The problem with his argument

He conveniently referred to Genesis 1:31 where it says, “And God saw everything that he had made, and behold, it was very good. And there was evening and there was morning, the sixth day.” This is a giant statement! The sovereign and good God of the universe has just created everything out of nothing. And it is good! Chapter two is a more detailed description of what happened on the sixth day of creation, namely the creation of male and female. At the end of chapter two, God gives a command to Adam and Eve:

Therefore a man shall leave his father and his mother and hold fast to his wife, and they shall become one flesh. And the man and his wife were both naked and were not ashamed (Genesis 2:24-25).

This means, very literally, chronologically, theologically, and historically, that when God said “It was very good,” there were no homosexual relationships, acts or marriages. There was one man and one woman… and that’s it.

Chapter three is where it all goes wrong. The serpent (Satan) tempts Adam and Eve to eat from the one tree they were told not to eat from. God had warned Adam that if they ate of this tree, they would surely die. Not just physical death, but spiritual death—a separation from God. That is exactly what happened. The serpent deceives the man and woman and they eat from this tree and their eyes are open to their nakedness and they feel shame. Sin has NOW entered the world.

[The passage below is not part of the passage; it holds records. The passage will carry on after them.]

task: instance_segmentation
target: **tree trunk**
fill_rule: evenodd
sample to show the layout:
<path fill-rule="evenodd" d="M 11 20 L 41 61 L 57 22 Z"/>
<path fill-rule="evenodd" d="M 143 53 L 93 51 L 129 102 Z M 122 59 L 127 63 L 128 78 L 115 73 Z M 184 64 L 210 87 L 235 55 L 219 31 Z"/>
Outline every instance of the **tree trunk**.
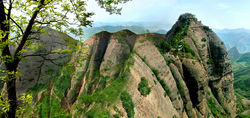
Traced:
<path fill-rule="evenodd" d="M 7 112 L 8 118 L 16 117 L 17 98 L 16 98 L 16 79 L 12 78 L 7 82 L 7 92 L 10 104 L 10 110 Z"/>
<path fill-rule="evenodd" d="M 17 65 L 18 63 L 8 63 L 6 64 L 7 72 L 14 72 L 12 74 L 8 74 L 7 78 L 7 93 L 8 93 L 8 100 L 10 109 L 7 111 L 8 118 L 15 118 L 16 117 L 16 110 L 17 110 L 17 97 L 16 97 L 16 72 L 17 72 Z"/>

Chapter four begins with a radical example of the sin that had NOW entered the world. One of Adam and Eve’s children murdering the other.

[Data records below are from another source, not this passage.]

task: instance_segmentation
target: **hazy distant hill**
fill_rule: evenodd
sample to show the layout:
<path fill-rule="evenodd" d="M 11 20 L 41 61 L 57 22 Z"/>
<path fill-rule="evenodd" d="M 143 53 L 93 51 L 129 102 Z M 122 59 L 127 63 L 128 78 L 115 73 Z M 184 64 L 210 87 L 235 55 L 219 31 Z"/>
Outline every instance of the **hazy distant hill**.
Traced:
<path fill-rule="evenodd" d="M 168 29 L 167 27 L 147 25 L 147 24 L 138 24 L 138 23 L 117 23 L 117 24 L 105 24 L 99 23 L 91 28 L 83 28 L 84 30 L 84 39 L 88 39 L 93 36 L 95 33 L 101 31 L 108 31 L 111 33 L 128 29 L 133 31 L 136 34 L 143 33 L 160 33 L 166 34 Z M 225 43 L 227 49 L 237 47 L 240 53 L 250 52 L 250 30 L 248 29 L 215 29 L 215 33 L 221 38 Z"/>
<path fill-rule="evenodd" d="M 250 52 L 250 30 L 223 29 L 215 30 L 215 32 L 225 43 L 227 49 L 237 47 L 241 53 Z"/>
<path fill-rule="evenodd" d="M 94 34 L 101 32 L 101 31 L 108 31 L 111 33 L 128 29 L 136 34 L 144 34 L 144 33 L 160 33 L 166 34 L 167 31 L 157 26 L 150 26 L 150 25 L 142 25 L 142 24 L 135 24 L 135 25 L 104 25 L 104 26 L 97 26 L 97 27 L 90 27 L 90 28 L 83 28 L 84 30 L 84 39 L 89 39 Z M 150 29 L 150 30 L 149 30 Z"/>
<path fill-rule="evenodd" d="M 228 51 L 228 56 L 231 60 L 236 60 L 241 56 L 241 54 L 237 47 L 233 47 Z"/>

After reading just the first four chapters of the Bible one could rightly conclude that everything was good before the events of chapter three took place. Every human action that took place from the first verse of chapter four onward, was tainted and drenched in human sin. This, therefore, means that Kaine’s argument that God saw that the whole world was good, including same-sex marriages, is a willfully ignorant assessment. It’s a view that is formulated without even a cursory reading of the first three chapters of the Bible or one made by a person with major chronological challenges.

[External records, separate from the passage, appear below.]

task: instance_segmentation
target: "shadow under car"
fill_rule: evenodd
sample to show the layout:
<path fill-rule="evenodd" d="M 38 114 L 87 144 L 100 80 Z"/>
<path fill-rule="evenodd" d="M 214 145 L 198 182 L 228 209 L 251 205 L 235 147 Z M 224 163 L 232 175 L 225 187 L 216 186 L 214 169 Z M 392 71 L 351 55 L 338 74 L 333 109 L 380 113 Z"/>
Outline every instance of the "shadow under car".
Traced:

If for some reason it weren’t enough to cite the first three biblical chapters in chronological order, there is further evidence that deems the Senator’s comments incorrect. In the first chapter of Romans, the Apostle Paul ties homosexuality and lesbianism not to the good creation of Genesis one, but to the fall of man:

Therefore God gave them up in the lusts of their hearts to impurity, to the dishonoring of their bodies among themselves, because they exchanged the truth about God for a lie and worshiped and served the creature rather than the Creator, who is blessed forever! Amen. For this reason, God gave them up to dishonorable passions. For their women exchanged natural relations for those that are contrary to nature; and the men likewise gave up natural relations with women and were consumed with passion for one another, men committing shameless acts with men and receiving in themselves the due penalty for their error (Romans 1:24-27).

The Worst Part

This is a great example of a politician thinking politically about theology instead of thinking theologically about politics.

Senator Kaine displayed no shame when he asked, “Who am I to challenge God for the beautiful diversity of the human family?” It’s appalling that he would ask such a condescending question that completely distorts the biblical teaching of God’s perfect creation.

The worst part—the most dangerous part, is that many people who heard a man who calls himself a “devout Catholic,” will believe the utter fabrication that came out of his mouth.